In the international sphere, Malawian women and their network of partners collectively challenge the notion that Africans are to be acted upon by top-down development agencies and calls into question the power, authority and legitimacy of rich nations to frame the position of women in AIDS discourses – passive victims in the ‘feminization of HIV’ for example – which limit feminist aspiration to ‘bare life’ that can only be attained through the generous issuance of pills and technology. The demand for ARVs is not just about surviving a deadly disease, it is about holding governments accountable; it is about pushing for just governance; it is about challenging the immoral praxis of multinational pharmaceutical corporations; it is about demanding recognition of agency from global actors; and it is about respecting women’s rights to bodily integrity.

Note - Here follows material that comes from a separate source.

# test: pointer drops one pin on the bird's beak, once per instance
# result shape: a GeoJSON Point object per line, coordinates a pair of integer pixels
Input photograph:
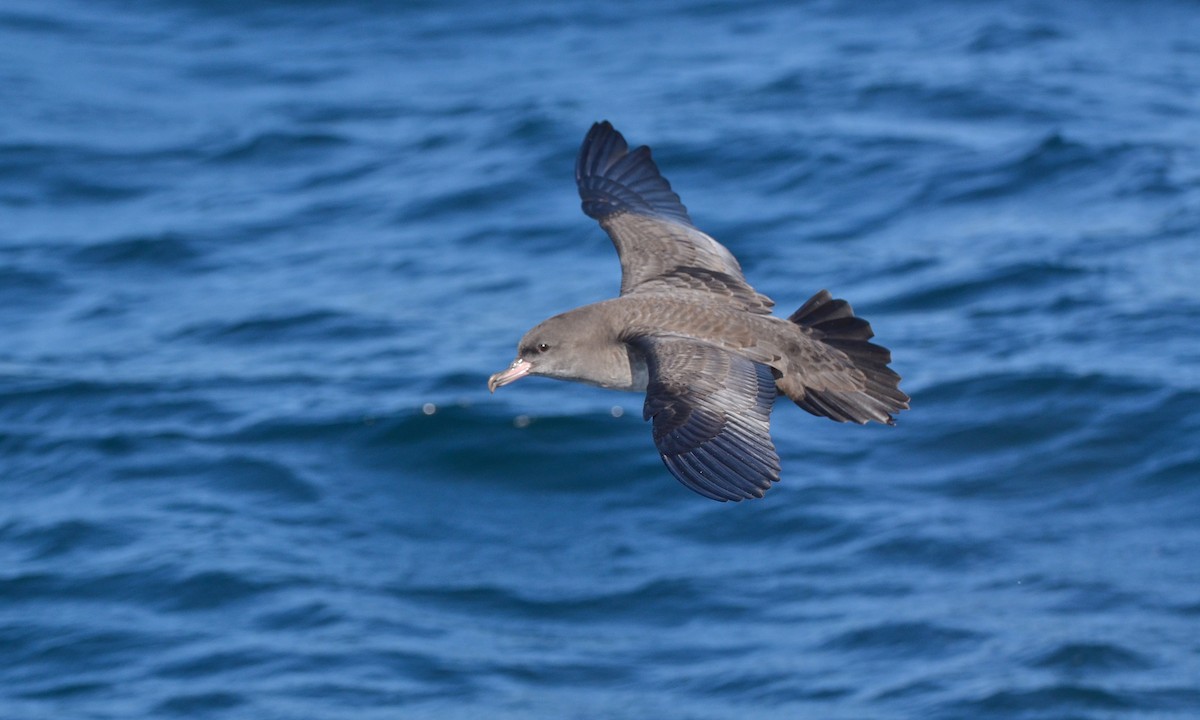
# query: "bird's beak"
{"type": "Point", "coordinates": [516, 371]}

As an academic, I believe that there is a fundamental need for more in-depth analyses of feminist social struggles both historically and contemporarily. How do the excluded and oppressed come to visibility with their own voice and words? Additionally, we must think deeply about the nature of a political consciousness that is aligned so strongly with biosocial identity. It is surely telling that it takes existential threats to the body to bring marginalised women into public space. And in rallying behind a feminist biosocial identity, do activists perpetuate the gender ideologies and divisions that led to women’s oppression in the first place? We must study the emergence of social movements not just as an inevitable reaction to an existing social order but also to engage their capacity to create new public spaces and ideas. This way we can begin to explore how states and international actors can accommodate and address the needs of those marginalised by society while recognising their dignity and autonomy.
Dr. Chigudu, well said. We need more of you from different disciplines but enabling a holistc a analysis of an effect – not tied to a simplistic cause but to multiple causes – interlinked and enmeshed. Thank you – I am proud of you!